The bill imposed work requirements, added paperwork, restricted state funding options. Each change sounded reasonable alone. Together, catastrophe.
Cut #2: Provider Taxes Eliminated
States have long used provider taxes—fees on hospitals and health plans—to fund Medicaid, with federal matching amplifying the investment. The new law capped and eliminated these taxes, cutting $375 billion over a decade.
Senator Crapo called it closing a “loophole.” It closed hospitals. These facilities run on margins so thin they barely exist, serving populations where 47% of births are Medicaid-covered and 65% of nursing home residents depend on the program. In half of states, rural hospitals now face 20% Medicaid cuts. That doesn’t mean less profit. It means closed doors.

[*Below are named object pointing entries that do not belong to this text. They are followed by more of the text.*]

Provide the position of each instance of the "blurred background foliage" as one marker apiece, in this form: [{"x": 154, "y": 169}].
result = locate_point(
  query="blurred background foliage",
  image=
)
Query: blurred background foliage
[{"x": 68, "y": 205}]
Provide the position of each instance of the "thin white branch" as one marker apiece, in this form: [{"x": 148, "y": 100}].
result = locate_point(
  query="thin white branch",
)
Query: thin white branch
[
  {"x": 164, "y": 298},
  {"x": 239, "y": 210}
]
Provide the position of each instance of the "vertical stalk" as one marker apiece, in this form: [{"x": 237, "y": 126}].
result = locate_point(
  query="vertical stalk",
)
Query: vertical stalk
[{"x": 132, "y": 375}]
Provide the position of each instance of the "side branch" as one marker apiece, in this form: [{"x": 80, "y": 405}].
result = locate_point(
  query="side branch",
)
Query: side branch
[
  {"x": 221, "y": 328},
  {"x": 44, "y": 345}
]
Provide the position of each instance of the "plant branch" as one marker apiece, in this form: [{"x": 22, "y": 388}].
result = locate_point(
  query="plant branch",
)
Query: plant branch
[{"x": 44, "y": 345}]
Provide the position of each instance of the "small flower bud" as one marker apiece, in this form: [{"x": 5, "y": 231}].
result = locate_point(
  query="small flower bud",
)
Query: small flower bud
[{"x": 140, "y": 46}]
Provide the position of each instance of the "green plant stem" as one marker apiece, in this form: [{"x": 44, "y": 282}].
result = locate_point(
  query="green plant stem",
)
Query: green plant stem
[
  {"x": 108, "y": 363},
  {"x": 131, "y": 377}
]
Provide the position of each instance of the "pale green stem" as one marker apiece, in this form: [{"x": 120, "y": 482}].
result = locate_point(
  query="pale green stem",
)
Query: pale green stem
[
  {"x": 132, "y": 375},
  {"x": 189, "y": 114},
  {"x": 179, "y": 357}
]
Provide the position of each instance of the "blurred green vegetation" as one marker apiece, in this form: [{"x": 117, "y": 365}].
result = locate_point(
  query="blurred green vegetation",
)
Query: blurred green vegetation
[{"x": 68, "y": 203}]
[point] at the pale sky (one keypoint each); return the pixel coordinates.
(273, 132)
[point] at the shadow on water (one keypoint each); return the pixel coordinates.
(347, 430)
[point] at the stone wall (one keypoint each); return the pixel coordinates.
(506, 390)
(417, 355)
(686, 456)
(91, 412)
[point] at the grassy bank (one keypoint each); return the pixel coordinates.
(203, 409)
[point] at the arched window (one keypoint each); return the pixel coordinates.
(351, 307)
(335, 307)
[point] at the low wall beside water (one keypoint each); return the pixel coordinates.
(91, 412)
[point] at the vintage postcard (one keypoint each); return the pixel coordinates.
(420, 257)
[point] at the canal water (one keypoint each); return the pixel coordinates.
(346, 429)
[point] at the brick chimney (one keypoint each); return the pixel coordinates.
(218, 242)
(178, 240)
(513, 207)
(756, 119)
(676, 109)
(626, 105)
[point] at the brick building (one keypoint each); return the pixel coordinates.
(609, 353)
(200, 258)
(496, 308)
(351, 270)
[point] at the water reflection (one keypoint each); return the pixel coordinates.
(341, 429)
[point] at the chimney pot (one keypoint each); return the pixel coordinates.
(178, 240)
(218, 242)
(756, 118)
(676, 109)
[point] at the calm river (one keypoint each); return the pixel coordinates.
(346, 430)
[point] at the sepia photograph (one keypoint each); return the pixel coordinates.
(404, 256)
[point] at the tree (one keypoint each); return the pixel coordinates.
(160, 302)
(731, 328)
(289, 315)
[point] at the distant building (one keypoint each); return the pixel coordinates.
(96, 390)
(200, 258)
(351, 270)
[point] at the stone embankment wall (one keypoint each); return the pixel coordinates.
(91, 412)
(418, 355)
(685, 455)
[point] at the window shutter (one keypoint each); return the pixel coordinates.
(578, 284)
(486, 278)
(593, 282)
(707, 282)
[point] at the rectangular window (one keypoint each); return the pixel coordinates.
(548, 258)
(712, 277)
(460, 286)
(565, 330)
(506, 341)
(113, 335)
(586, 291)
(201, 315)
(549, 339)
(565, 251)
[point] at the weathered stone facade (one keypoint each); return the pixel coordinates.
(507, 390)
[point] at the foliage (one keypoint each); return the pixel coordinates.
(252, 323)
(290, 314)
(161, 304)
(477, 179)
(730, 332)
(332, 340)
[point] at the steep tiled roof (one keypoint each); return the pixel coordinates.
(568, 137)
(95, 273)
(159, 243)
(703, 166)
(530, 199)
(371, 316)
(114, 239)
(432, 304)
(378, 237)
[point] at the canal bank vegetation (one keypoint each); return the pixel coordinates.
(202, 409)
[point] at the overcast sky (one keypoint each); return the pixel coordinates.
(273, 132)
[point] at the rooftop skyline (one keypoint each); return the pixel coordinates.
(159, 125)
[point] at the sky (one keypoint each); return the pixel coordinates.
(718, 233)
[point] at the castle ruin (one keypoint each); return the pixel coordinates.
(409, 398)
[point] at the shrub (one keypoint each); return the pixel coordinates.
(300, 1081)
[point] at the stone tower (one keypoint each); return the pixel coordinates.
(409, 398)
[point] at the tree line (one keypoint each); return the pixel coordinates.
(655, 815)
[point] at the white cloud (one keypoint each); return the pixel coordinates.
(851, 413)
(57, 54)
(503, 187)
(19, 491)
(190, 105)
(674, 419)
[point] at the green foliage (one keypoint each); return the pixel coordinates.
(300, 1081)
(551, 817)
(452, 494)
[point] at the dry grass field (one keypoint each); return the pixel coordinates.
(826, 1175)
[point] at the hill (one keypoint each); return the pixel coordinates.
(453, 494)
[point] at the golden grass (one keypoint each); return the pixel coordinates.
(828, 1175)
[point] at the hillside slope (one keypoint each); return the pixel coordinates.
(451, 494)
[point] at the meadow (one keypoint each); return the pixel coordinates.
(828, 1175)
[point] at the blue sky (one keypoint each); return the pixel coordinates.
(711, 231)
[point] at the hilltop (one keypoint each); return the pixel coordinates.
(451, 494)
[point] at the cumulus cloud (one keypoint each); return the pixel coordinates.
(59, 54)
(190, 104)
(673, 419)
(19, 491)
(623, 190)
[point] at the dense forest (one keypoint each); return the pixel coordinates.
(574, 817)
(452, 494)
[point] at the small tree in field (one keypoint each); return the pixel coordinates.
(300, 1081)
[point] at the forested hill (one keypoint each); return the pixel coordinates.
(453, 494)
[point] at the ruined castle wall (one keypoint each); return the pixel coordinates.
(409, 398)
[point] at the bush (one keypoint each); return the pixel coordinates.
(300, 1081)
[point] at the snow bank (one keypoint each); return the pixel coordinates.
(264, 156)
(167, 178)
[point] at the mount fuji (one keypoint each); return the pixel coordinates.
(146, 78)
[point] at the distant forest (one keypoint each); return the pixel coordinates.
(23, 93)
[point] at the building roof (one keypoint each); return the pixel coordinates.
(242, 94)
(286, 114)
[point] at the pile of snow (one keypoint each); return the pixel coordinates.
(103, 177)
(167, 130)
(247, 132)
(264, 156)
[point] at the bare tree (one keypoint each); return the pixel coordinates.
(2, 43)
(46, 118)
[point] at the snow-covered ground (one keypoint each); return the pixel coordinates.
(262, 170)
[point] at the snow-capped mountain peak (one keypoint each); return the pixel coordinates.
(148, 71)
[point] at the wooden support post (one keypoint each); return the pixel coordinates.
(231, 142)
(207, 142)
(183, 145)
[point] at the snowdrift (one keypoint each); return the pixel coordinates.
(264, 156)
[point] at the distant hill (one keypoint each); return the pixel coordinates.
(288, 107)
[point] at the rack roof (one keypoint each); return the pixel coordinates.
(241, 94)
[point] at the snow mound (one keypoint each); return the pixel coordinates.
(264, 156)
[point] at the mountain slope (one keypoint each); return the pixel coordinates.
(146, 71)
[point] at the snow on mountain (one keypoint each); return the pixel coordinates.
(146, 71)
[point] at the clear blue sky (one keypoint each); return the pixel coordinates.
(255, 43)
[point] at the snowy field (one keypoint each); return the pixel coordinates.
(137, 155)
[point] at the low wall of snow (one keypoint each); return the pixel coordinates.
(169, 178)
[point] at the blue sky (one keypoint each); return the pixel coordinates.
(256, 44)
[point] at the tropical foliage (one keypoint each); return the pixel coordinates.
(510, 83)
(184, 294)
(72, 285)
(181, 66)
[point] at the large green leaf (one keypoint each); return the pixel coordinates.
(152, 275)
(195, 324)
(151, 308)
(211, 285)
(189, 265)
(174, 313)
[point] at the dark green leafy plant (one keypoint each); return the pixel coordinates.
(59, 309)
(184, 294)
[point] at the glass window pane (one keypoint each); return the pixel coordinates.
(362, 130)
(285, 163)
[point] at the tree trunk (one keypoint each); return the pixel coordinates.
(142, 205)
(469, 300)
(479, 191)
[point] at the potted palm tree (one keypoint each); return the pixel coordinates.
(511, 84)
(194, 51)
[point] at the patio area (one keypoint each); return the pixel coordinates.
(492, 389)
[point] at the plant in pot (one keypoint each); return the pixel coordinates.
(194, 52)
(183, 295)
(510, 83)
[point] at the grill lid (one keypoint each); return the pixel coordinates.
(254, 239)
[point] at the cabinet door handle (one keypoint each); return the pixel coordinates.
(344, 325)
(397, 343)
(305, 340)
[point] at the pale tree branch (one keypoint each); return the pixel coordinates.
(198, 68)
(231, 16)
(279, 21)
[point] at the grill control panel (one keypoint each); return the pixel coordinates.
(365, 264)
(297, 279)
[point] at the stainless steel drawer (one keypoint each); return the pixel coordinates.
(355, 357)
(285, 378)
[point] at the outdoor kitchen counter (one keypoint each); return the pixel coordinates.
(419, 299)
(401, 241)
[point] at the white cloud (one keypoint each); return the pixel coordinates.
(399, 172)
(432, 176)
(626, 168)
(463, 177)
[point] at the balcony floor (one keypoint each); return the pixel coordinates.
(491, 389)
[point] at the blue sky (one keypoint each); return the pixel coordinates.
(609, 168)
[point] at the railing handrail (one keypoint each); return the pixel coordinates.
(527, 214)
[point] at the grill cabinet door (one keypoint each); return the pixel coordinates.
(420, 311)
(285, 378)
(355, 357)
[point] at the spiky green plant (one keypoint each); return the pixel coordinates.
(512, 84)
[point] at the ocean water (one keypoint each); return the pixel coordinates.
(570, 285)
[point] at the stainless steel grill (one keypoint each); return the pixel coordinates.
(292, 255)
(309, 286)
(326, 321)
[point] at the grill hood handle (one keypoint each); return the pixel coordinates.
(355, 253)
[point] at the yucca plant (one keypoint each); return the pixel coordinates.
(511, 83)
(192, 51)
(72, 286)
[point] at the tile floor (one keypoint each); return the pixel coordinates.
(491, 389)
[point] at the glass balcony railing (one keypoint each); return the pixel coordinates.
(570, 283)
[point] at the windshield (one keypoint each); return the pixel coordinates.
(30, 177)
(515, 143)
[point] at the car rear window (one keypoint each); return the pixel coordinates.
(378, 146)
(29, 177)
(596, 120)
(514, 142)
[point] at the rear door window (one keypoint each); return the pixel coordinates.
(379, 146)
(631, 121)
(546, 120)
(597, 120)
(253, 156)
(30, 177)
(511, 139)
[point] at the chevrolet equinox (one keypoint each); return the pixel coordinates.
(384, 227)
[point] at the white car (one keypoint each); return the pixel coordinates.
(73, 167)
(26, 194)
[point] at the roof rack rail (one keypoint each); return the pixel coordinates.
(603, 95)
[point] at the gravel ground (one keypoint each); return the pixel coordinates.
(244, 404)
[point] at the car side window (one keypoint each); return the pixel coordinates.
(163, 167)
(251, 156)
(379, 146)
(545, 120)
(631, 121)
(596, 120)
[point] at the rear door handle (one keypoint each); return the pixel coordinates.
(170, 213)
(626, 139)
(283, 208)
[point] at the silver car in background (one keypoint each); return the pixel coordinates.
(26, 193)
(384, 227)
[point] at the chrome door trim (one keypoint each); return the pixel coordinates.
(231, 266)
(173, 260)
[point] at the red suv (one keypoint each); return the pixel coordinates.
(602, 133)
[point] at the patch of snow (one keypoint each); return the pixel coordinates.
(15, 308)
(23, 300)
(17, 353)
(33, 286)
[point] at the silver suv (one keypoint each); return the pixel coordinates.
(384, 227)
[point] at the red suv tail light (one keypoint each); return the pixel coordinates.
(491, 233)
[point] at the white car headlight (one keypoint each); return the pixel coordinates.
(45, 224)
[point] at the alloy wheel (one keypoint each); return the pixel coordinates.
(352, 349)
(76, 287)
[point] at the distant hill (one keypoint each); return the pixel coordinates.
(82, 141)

By mid-2025, before most provisions took effect, 338 rural hospitals were at immediate closure risk. Ninety-two had shut down the previous decade. The cuts turned crisis into collapse.
Meanwhile, Sarah’s insulin supply was halved last week. The pharmacy couldn’t restock. She’s rationing, cutting doses, gambling with her body.
Cut #3: ACA Subsidies Expired
Enhanced ACA premium tax credits expired at the end of 2025. The bill did nothing to extend them.
Premiums doubled for 20 million Americans. North Carolina: up 29% in 2026. Hundreds of thousands dropped coverage. Four million nationwide became uninsured from this one change.
The CBO was blunt: this was a choice. The subsidies could have been renewed. They were sacrificed to fund tax cuts for the wealthy.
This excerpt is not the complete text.